The poems in Portraits of His Love present author-speaker Reverend Mattie Morman Hampton as an ambassador for Christian love and values. Her collection delivers light religious verse, interspersed with some family photographs and numerous dedications to important people from her life.
Hampton’s poems espouse broad Christian ideals and largely pay tribute to particular individuals, including members of her family and church community. For example, in “The Model Pastor,” dedicated to “Reverend Dr. Winfred J. Pippen,” she writes: “He’s a pastor of pastors/ And of ministers too; A teacher of teachers/ His wisdom he doth endue.” In “Magnanimity,” dedicated to a friend, she also celebrates a specific individual: “He’s a quiet, dedicated gentleman,/ Always ready to lend a hand//…He has made his work an art.”
While clearly heartfelt, the poems lack the sophistication of more accomplished fare, relying almost exclusively on familiar language. For example, in “His Gifts,” Hampton writes: “God gives little raindrops/ To make the flowers grow./ He gives April showers/ To rinse away the snow.” Rain falling on flowers as a metaphor for renewal and rebirth is overused in poetry, lessening the emotional impact for readers.

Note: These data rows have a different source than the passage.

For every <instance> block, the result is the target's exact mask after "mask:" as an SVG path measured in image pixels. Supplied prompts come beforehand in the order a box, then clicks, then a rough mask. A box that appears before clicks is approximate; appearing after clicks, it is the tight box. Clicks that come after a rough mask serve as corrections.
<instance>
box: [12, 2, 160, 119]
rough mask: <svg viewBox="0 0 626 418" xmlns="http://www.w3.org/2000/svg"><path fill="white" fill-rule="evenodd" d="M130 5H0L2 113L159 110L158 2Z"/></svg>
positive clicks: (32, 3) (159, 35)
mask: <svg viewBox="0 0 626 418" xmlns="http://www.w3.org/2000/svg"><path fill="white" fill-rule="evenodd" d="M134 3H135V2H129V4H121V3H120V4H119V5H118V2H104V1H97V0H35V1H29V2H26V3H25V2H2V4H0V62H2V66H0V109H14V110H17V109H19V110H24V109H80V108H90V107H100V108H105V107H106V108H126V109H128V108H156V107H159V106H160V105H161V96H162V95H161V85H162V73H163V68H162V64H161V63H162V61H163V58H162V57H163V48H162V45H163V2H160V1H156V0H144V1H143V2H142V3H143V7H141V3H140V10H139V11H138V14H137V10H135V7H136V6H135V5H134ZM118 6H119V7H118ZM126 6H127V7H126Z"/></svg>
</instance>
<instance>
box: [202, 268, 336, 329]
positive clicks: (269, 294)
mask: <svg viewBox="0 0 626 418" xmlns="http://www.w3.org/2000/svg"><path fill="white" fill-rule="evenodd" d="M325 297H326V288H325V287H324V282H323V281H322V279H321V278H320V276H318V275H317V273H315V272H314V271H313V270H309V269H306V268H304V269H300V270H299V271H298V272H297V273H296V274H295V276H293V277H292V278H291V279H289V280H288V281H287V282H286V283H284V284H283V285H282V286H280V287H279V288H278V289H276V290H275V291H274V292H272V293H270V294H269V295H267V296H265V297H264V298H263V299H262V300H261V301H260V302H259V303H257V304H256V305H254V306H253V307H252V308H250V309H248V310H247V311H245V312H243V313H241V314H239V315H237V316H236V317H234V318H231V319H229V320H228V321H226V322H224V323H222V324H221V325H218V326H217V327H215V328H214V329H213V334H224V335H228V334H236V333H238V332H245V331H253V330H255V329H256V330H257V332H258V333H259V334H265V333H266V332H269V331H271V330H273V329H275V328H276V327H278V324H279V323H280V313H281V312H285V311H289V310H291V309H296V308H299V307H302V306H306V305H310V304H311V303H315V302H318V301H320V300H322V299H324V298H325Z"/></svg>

Equally problematic is the author’s use of abstract words. In “Forever Young,” Hampton writes, “Forever beautiful,/ With the light of happiness in her eyes,/ Reflecting all the iridescent colors/ Of paradise.” She offers no contextualizing or sensory details to particularize the poem’s narrative or engage readers’ senses. Words such as “beautiful,” “happiness,” and “paradise” are conceptual rather than concrete and do not create powerful pictures in readers’ minds.
Because of these issues and the fact that so many of the poems are tributes to others, the collection reads more as a personal scrapbook than as work written with a wider audience in mind. While Portraits of His Love no doubt holds strong, sentimental appeal for its author and her close friends and relatives, it is unlikely to appeal to a larger audience.